Loan modification after bankruptcy can be complicated; this is another area where an attorney can help. When you file for Chapter 13 bankruptcy, you will be paying arrears on your mortgage through a payment plan, but even after filing for bankruptcy, you can work directly with your lender on a loan modification. Once you’ve worked out an agreement with your lender, you’ll have to bring that agreement to your bankruptcy judge for approval and a new Chapter 13 payment plan.
Once a House Is in Foreclosure, Can It Be Stopped?
If you’re looking for ways to stop foreclosure immediately, it’s important to act fast. The Consumer Financial Protection Bureau stipulates that lenders put a pause on the foreclosure process while your loan modification application is pending, but it doesn’t always happen the way it should, particularly when you’re dealing with your lender on your own and don’t have an attorney involved in the process.
One of the best ways to protect your home is to file a Chapter 13 bankruptcy to immediately stop the foreclosure process, then apply for a loan modification. Lenders don’t make the loan modification process easy, so filing for Chapter 13 will give you the peace of mind knowing that your home is safe and cannot be foreclosed on; you can work out the details of the loan modification later.

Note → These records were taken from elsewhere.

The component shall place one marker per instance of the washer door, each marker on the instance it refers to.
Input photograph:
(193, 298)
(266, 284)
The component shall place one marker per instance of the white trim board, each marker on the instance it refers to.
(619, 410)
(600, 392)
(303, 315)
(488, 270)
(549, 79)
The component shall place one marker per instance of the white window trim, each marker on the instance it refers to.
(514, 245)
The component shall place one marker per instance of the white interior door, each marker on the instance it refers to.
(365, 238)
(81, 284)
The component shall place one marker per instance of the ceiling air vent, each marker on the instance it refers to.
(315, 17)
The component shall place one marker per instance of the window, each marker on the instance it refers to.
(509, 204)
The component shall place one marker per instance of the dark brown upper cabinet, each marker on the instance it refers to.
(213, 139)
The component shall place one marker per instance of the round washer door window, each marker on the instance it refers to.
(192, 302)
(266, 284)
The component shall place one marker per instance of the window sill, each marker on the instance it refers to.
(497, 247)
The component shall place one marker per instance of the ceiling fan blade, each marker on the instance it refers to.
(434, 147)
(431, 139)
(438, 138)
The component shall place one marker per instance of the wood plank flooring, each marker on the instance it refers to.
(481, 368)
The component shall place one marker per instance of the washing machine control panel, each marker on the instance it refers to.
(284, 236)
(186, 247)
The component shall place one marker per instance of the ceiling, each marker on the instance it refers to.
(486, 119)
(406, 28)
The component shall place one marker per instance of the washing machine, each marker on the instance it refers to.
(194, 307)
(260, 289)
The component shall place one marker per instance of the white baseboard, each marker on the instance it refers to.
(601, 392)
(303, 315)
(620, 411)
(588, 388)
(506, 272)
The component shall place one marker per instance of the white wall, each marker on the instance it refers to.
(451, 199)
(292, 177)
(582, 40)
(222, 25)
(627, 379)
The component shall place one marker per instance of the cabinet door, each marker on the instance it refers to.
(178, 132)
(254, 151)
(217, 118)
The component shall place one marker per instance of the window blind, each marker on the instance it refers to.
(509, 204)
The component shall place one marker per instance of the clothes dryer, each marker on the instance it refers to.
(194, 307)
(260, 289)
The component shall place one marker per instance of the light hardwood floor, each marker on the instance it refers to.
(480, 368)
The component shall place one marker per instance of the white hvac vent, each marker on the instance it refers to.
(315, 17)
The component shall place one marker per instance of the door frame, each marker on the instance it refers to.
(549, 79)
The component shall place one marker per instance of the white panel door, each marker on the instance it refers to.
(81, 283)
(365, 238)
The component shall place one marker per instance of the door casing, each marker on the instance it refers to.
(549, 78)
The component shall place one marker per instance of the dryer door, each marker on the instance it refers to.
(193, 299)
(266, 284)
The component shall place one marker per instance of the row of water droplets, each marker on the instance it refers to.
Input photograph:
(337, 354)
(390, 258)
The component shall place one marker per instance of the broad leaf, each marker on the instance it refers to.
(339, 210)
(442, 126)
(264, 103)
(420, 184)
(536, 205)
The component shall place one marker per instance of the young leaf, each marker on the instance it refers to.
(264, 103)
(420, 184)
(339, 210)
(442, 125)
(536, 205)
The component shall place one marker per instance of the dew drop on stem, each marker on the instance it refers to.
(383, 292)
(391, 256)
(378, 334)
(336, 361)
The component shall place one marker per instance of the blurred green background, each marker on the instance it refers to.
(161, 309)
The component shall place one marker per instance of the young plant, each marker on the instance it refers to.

Do I Quality for a Loan Modification?
Lenders want to collect the money they are owed, so they set the bar high when it comes to loan modifications. That said, they’d also rather get paid something than nothing at all, so with an experienced real estate attorney by your side, you can usually negotiate a loan modification if you’ve suffered a job loss, disability, or other life circumstances that impact your ability to make your monthly mortgage payments on their original terms.